Colorado Eviction: How to Serve the Summons and Complaint

Filed Under (Eviction) on 11-01-2012

summons and complaint, eviction process, eviction procedures, eviction forms

By Victor Grimm, Esq.

Once you’ve completed your eviction forms and filed them in court, it’s time to serve – or notify – your tenant.

Each defendant in the case, or person on the lease (other than minors occupying the premises), must get his or her own copy of the Summons, Complaint, and blank answer form. This is known as “service of process” or simply, “service.” These documents must be served no fewer than seven days before the court date. 

Service is a legal act because the courts must ensure that the defendant received the Summons. If the defendant/tenant is not served, he or she will not be subject to the court’s orders.

Do service correctly.

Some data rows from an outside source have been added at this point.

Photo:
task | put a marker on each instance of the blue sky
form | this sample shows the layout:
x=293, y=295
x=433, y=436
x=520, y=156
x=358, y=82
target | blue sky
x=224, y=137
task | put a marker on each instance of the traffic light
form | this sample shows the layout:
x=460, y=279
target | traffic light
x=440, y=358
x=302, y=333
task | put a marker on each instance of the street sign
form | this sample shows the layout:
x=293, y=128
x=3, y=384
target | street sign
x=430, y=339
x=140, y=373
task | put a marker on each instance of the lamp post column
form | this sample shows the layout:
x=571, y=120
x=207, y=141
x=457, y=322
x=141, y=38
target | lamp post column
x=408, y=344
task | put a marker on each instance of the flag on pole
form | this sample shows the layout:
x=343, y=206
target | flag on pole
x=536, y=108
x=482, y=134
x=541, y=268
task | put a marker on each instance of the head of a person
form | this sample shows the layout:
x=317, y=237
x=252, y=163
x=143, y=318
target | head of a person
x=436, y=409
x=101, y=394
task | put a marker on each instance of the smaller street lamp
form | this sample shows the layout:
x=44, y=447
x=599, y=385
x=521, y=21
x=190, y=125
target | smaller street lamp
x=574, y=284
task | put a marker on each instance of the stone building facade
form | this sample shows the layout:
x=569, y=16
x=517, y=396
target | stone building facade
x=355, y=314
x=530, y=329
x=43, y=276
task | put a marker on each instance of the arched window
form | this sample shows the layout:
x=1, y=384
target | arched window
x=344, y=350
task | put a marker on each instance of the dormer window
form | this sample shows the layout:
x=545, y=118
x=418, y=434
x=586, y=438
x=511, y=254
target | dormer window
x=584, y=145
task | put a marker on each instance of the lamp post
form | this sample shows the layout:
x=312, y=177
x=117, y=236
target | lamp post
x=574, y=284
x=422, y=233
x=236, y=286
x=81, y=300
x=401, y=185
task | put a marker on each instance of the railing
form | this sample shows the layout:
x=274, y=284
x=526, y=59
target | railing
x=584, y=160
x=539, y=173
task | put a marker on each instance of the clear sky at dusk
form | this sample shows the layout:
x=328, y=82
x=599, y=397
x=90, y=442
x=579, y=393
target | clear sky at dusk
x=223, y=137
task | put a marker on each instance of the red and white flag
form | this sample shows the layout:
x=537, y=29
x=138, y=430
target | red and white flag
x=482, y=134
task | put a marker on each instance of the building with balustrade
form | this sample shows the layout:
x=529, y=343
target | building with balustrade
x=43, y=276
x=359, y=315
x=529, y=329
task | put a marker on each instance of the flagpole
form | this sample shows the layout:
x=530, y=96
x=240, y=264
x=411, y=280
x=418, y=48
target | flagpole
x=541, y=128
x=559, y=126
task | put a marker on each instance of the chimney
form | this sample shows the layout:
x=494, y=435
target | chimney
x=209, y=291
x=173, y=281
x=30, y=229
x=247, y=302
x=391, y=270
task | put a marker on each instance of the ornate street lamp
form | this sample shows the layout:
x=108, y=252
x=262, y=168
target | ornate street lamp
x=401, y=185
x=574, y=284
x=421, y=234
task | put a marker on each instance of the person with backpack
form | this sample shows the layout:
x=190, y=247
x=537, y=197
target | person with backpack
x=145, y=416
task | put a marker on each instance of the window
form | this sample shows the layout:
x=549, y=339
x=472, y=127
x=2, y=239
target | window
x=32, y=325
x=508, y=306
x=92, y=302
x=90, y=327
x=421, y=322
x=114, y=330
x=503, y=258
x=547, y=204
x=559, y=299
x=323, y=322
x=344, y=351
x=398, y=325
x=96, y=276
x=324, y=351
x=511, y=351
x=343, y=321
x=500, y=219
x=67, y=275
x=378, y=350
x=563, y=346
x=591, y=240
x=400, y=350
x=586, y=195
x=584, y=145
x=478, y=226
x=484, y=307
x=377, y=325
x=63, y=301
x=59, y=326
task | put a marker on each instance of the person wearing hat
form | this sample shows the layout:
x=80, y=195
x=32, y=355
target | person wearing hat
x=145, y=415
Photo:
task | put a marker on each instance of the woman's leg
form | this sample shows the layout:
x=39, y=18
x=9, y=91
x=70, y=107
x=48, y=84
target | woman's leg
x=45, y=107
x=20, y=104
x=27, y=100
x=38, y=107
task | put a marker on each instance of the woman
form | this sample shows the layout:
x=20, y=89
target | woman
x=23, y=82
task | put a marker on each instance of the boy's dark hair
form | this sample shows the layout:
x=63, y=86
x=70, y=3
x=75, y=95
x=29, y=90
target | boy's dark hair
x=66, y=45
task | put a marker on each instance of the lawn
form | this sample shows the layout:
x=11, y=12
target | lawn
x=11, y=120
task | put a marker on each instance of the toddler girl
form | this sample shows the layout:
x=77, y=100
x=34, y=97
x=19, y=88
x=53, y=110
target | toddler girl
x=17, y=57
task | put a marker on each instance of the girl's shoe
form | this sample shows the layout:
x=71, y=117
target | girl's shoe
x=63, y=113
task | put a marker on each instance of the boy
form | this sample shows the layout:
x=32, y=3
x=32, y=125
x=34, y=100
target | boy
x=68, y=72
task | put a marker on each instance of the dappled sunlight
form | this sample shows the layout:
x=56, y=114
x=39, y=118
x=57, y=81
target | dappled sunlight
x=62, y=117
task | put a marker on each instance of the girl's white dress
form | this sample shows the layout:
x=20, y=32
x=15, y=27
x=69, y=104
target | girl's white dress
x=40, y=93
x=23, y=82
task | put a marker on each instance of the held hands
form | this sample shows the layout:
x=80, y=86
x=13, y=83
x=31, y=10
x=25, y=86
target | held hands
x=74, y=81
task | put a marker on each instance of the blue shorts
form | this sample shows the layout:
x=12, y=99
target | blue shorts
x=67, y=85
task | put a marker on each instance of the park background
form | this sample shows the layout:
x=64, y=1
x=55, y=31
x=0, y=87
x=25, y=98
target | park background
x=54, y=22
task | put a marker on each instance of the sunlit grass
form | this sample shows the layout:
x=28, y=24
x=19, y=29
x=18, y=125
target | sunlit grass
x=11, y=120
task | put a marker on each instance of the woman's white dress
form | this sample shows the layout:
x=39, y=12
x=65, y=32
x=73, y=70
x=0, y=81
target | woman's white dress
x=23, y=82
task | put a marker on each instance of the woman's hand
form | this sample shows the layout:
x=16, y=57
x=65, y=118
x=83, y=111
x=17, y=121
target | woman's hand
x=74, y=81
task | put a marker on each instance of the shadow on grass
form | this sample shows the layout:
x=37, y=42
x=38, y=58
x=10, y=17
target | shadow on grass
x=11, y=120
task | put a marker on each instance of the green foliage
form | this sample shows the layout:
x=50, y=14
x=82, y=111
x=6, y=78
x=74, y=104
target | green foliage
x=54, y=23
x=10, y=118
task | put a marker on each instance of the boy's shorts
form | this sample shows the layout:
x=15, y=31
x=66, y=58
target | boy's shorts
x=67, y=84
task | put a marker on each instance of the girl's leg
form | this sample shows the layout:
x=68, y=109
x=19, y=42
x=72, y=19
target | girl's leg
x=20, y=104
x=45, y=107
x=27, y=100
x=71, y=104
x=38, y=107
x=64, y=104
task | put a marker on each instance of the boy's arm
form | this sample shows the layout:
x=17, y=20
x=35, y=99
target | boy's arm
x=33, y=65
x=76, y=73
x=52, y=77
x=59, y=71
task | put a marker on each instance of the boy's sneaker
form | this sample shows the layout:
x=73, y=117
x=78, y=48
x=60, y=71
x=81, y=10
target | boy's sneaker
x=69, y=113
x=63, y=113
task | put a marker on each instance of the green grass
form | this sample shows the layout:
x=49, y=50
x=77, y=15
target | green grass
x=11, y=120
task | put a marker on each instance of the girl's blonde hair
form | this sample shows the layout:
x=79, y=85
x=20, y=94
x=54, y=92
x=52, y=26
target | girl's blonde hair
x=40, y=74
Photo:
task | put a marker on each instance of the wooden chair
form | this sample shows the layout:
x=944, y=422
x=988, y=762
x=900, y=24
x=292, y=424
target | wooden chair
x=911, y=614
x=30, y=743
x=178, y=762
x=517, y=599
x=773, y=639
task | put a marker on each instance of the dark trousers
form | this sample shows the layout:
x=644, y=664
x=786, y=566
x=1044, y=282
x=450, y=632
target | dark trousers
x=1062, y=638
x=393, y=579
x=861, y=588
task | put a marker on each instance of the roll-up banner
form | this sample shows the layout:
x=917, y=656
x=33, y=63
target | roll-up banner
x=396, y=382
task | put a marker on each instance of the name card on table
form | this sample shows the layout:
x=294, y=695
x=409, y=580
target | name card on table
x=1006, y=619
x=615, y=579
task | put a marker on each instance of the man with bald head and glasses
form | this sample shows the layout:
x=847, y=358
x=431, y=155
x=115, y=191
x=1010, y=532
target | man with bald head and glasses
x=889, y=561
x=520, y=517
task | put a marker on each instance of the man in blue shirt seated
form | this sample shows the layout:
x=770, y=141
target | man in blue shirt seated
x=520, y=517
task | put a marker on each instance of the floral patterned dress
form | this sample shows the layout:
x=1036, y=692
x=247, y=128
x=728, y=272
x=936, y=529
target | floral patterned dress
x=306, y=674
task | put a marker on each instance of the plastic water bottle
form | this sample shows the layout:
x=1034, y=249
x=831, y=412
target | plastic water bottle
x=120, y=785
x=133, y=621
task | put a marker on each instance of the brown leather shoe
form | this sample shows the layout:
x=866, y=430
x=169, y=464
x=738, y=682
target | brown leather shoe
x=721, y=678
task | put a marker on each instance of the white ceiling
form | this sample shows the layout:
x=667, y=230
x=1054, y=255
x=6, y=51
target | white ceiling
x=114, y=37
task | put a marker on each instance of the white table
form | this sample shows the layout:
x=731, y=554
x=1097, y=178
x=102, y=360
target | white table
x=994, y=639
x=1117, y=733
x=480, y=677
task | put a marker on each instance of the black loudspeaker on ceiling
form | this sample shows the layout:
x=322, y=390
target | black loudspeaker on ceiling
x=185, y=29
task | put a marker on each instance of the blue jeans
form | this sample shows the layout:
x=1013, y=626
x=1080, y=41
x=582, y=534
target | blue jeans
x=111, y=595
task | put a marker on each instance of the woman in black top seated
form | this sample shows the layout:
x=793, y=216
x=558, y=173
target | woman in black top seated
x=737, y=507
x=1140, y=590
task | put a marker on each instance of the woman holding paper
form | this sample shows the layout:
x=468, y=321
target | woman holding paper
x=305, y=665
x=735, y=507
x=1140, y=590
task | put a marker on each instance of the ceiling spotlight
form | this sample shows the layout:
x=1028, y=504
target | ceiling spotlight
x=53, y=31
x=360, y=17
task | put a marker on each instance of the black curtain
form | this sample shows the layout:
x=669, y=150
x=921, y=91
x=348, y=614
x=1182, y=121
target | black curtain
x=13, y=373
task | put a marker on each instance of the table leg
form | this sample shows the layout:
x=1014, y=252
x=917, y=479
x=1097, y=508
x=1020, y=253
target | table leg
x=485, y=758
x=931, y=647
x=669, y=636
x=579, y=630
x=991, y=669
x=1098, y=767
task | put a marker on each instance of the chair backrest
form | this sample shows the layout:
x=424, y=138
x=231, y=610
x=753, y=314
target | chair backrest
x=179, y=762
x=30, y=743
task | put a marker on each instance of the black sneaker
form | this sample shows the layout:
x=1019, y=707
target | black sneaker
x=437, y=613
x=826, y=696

Improper service can hold your case up or cause it to be dismissed.

Step One: Mail

The day after you file the Complaint, mail it along with the Summons and blank answer form to the defendant’s last known address.  Retain evidence of the mailing, such as mailing by certified by mail. Regardless of what type of service you use, this mailing will protect you.

Step Two: Personal Service

Personal service is the best way to deliver the paperwork because it gives the courts the ability to enter a judgment for possession and monetary damages such as back rent, damages and attorney’s fees.  Personal service simply means that a live person delivered the papers to the defendant, or at least, tried to. Personal service is achieved in the following ways:

•    By delivering the paperwork to the defendant personally.
•    By leaving a copy of the Summons, Complaint and answer form at the defendant’s home with a person aged 18 or over.
•    By leaving a copy of the paperwork with the defendant’s secretary, administrative assistant, bookkeeper or managing agent.
•    By delivering a copy to the tenant’s lawyer (provided that the lawyer is the tenants’ counsel of record and has agreed to accept service on behalf of the client).

Who Performs Personal Service?

You, as the landlord, cannot play messenger.  The delivery person must be a neutral, disinterested person. It’s best to use the County Sheriff because:

•    A law officer lends an air of authenticity to the proceedings;
•    Sheriffs are inexpensive and cost-effective; and
•    If there is a dispute, a law officer makes a credible witness.

Fees and mileage charges are available on County Sheriff’s websites.

You may also hire a private process server to effect service (find a private process server by Googling “private process server and Colorado.”) There are many services in the Denver metro area to choose from.

Step Three: Constructive Service or “Nail and Mail”

If personal service doesn’t work, turn to the second, less optimal method: service by posting, otherwise known as “nail and mail.” Service by this method will allow the court to enter a judgment allowing you to retake possession of your house or property, but the judgment won’t award you monetary damages from your tenant.

In this method:
•    A copy of the Summons and Complaint must be posted in a conspicuous place on the property, and
•    A copy must be mailed by first class to the tenant no later than one day after you filed the Complaint in court (recall that you have already mailed a copy if you followed the instructions above).

Due to the short timeline on Constructive Service, you can see why it’s important to first mail out the paperwork, and then try various ways to serve your tenant.